Naturgy and his great shareholders-Caixa Criteria, CVC, GIP and IFM-will present in the booklet of the Operation of Auto-Opa the agreed conditions to be able to return the liquidity in the stock market to the company without any of them being able to get an extraordinary revenue for the return to the market of these titles.
The four major gasist shareholders will set the conditions to carry out the subsequent sale of 10% of the company’s capital so that the gasist can maximize its benefit in this operation for which there will not be a specific time of time, according to the company.
Although the auto-OPA has been presented as a movement to increase the liquidity of the shares in the market and improve its weight in the stock market rates, a fundamental issue remains in the air: Is there any type of restriction so that current sellers cannot repurchase these titles in the future? Although the details about these points have not been revealed, sources consulted by this newspaper indicated that they will be included within the brochure of the operation that will be presented to the National Securities Market Commission, once the General Board of Shareholders has already given its approval.
The brochure will collect the agreements between the parties to prevent the liquidity recovery strategy from losing effectiveness. Otherwise, it could lead to a simple temporary readjustment of shares, which would allow majority shareholders to reinforce later and alter the balances of power within the Board of Directors.
This aspect is not less, since if any of the current major shareholders decided to increase its position once the shares return to the market, it could affect the liquidity gained with the auto-opa and reducing the free float that is sought to increase with the operation. In addition, depending on who will take the initiative, the distribution of influence in the company could be modified, generating a new power scenario within Naturgy’s shareholders.

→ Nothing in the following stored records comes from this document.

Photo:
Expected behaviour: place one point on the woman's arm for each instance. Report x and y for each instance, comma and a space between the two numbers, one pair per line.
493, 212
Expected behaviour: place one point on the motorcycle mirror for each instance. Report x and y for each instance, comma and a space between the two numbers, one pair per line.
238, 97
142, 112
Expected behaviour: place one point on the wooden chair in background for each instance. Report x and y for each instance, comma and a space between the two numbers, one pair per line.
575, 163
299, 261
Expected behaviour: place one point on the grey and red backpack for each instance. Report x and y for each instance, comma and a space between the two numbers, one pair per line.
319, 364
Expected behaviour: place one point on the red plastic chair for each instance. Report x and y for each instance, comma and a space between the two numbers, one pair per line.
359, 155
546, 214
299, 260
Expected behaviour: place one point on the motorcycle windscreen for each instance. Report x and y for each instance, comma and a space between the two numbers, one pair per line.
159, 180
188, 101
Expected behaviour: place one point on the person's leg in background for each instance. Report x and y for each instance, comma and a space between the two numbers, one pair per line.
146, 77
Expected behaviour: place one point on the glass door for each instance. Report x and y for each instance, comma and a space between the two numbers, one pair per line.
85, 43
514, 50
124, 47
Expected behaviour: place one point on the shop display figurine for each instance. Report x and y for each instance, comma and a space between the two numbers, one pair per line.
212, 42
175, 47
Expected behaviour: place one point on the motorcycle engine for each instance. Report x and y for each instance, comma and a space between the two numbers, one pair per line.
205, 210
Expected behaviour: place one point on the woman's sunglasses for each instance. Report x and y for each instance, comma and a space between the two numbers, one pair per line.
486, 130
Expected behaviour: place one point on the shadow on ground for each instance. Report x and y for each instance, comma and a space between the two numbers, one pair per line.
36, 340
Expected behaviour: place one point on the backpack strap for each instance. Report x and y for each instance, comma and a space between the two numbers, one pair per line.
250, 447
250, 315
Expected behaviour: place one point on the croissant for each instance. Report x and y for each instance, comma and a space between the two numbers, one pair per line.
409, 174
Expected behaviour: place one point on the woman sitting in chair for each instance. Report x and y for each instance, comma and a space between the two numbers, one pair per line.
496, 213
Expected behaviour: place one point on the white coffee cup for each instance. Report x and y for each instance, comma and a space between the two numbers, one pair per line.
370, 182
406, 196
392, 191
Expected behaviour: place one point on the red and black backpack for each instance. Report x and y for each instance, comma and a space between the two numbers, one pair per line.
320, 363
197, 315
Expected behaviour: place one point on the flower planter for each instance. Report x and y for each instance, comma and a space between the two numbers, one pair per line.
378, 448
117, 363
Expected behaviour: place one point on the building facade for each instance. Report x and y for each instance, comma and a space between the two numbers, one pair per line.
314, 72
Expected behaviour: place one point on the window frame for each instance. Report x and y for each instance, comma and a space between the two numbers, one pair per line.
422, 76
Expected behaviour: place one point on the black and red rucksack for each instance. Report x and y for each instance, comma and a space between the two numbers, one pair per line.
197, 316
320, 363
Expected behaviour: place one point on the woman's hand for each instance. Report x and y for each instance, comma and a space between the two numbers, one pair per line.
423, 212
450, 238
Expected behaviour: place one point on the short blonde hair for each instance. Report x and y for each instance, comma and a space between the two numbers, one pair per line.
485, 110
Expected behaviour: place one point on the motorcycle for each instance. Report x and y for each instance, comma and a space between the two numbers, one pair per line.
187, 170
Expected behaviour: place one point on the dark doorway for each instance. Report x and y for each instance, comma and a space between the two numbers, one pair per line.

At the moment, the company and its shareholders have avoided making statements on this point, maintaining the focus on the execution of the operation and obtaining the support of the Board of Shareholders on March 25. However, the market remains attentive to any signal on whether there is a stability pact that prevents future movements or if, on the contrary, the door is open to possible shareholding adjustments or even the arrival of new shareholders, among which Taqa continues to sound as a relay of CVC.
At the moment, some of the funds such as CVC and Blackrock are in the final stretch of their investment period and seek to optimize their departure without generating distortions in the value of the company. This situation adds pressure to Naturgy’s strategy, which needs to guarantee an orderly transition from its shareholding structure without compromising the stability of its stock exchange.

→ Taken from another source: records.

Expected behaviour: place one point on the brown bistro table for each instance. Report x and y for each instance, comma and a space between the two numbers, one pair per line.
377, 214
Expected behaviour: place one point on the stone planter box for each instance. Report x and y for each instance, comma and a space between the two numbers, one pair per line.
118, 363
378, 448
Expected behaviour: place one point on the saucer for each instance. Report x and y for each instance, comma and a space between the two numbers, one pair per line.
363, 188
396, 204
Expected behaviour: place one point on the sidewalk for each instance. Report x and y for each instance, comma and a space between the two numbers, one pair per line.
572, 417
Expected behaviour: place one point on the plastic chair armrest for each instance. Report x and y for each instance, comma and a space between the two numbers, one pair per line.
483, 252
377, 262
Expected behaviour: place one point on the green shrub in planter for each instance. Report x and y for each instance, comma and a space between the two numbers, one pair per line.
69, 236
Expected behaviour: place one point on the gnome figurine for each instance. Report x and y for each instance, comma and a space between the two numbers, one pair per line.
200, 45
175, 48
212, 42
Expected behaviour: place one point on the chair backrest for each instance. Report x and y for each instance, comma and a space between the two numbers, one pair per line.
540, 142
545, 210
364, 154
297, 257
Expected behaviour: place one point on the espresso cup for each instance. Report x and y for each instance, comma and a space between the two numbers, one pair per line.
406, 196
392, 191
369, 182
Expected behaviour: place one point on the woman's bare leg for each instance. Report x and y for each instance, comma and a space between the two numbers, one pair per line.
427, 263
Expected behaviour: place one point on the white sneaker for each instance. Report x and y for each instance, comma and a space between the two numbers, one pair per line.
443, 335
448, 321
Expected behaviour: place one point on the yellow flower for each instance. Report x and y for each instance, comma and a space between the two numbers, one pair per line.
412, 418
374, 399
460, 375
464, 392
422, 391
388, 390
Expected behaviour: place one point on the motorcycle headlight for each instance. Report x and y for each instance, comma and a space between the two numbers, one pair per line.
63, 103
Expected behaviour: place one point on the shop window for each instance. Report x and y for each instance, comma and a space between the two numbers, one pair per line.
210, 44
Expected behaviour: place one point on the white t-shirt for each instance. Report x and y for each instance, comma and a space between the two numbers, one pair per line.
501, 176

On the other hand, the regulatory and market context will be key to determining the success of the operation. The National Securities Market Commission (CNMV) will analyze in detail the terms of the self-OPA to ensure that the principles of transparency and equity for investors are met. At a time when the consolidation of the European energy sector is in the spotlight, any movement that involves changes in Naturgy’s control could rekindle the interest of new actors in the company.
On March 13, Naturgy received commitments to accept the offer by shareholders that represent more than 10% of the capital, thus fulfilling one of the conditions set by the Council to proceed with the operation. Among these investors are criteria Caixa, CVC, Blackrock, GIP and IFM, the main groups with significant participation in energy. Sonatrach, with 4% of the capital, is out of this agreement.
The supply aims to acquire up to 88 million shares, which is equivalent to 9.08% of the share capital, plus the 1% in motor. The purchase will be funded entirely with its own resources and will involve a disbursement of 2,332 million euros.
The price set for the OPA, 26.50 euros per share, has been determined by Naturgy without the need for independent assessment. In addition, it has been ensured that the remuneration will not be affected by the distribution of dividends, including the expected payment of 0.60 euros per share on April 9.
New business plan for 2025-2027
Naturgy has put on the table a new 2025-2027 business plan with which she intends to justify the strong increase in valuation of the company on its contribution levels. At the moment, given the low liquidity, the prices of the action still are not approaching those offered by the company itself, which implies that this auto-OPA will already be guided by the company’s own shareholders themselves. Another sack flour will already be the return of the market shares at a price higher than that disbursed in this operation by the company itself.